- Born: 10 March 1894 Toulouse, France
- Died: November 7, 1963 (aged 69)
- Allegiance: France
- Branch: Infantry; aviation
- Rank: Major General
- Unit: 14e Regiment d'Infanterie, Escadrille 12, Escadrille 26
- Awards: Légion d'honneur, Croix de Guerre with nine palmes, Mentioned in Dispatches seven times, Order of the British Empire
- Other work: Major General during World War II

= Joseph M. X. de Sévin =

Major General Joseph Marie Xavier de Sévin (10 March 1894 – 7 November 1963) began his military career as a World War I flying ace credited with twelve confirmed aerial victories, as well as thirteen unconfirmed ones.
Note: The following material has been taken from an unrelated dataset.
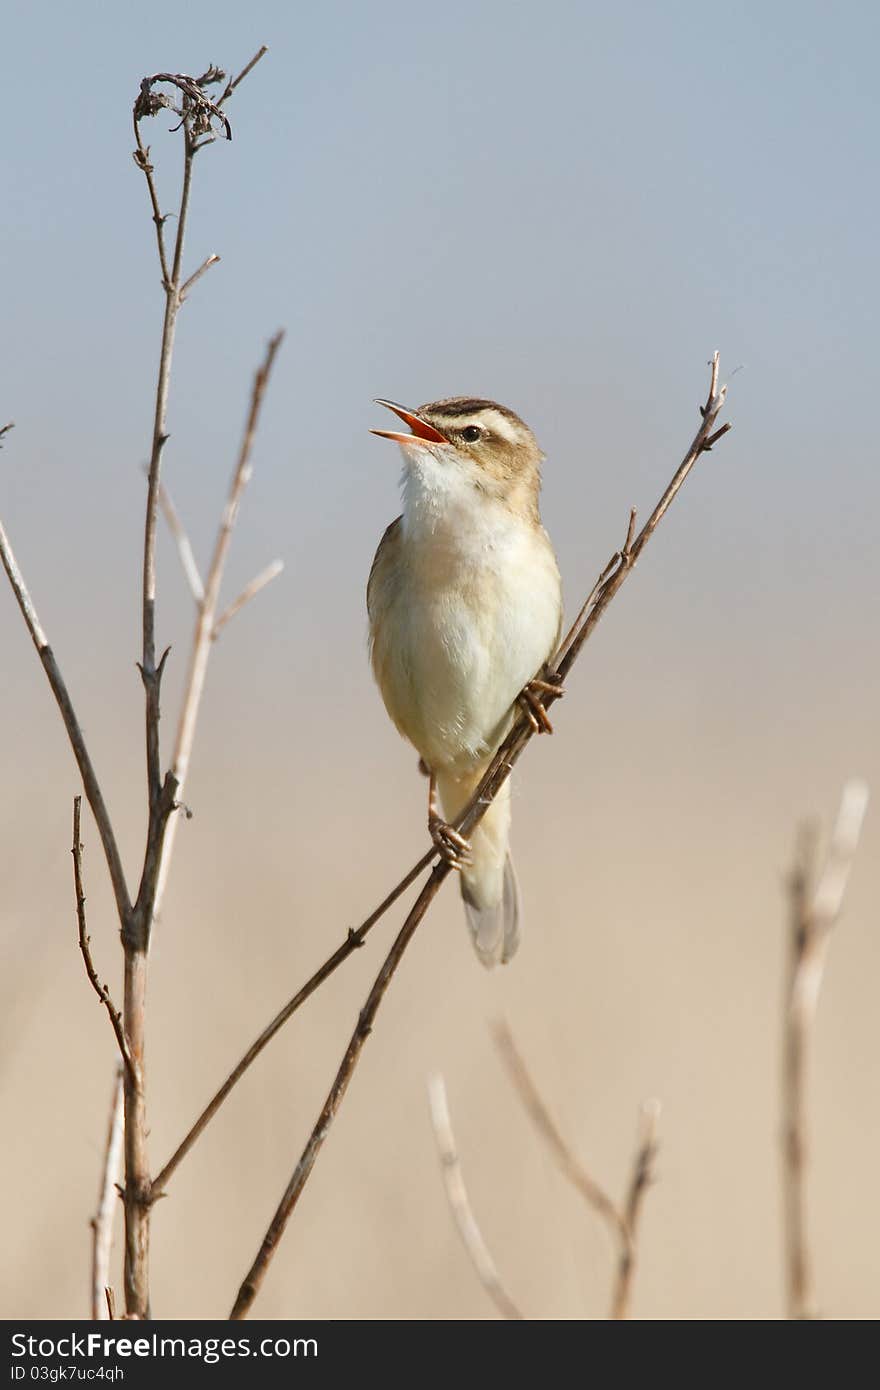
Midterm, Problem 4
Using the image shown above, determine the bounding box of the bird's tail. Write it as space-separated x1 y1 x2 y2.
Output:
436 768 521 968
He rose to the rank of major general while serving until World War II.

==Early life==

Joseph Marie Xavier de Sévin was born on 10 March 1894 in Toulouse, France. His education progressed to military schooling.

==World War I service==

===1914===

De Sévin was in the special military school at St. Cyr in 1914. He volunteered for active military service on 2 September 1914. His first assignment was as an enlisted man in the 14e Regiment d'Infanterie. He then began a series of rapid promotions. On 5 November 1914, he was promoted to Corporal; on 30 November, to Sergeant; on 5 December, he was commissioned a temporary Sous lieutenant.

===1915===

On 15 July 1915, de Sévin reported to Pau for pilot's training. On 19 October 1915, he was awarded Pilot's Brevet No. 1804. On 11 November, he was assigned to Escadrille N12 to pilot both single-seat and two-seat Nieuports. He was confirmed in his commission on 27 December 1915.

===1916-1917===

He would not score his first aerial victory until 11 July 1916. His second was eight months later, when he shared a claim with Marcel Nogues on 4 March 1917. He was made a Chevalier de la Légion d'honneur on 19 April 1917. On 11 May, he teamed with Alfred Auger for a third win, over a two-seater. On 19 June, he shared a victory with Jacques Ortoli and Jean Chaput. By 30 September, his string was up to six, with five of the wins shared. On 25 December, he was given command of Escadrille Spa26, accompanied by a promotion to lieutenant.

===1918===

He tallied up another six wins between 20 January 1918 and 24 October 1918, including one shared with Andre Dubonnet. During this stretch, he was appointed temporary Captain on 2 March 1918, and confirmed in the rank on 28 June.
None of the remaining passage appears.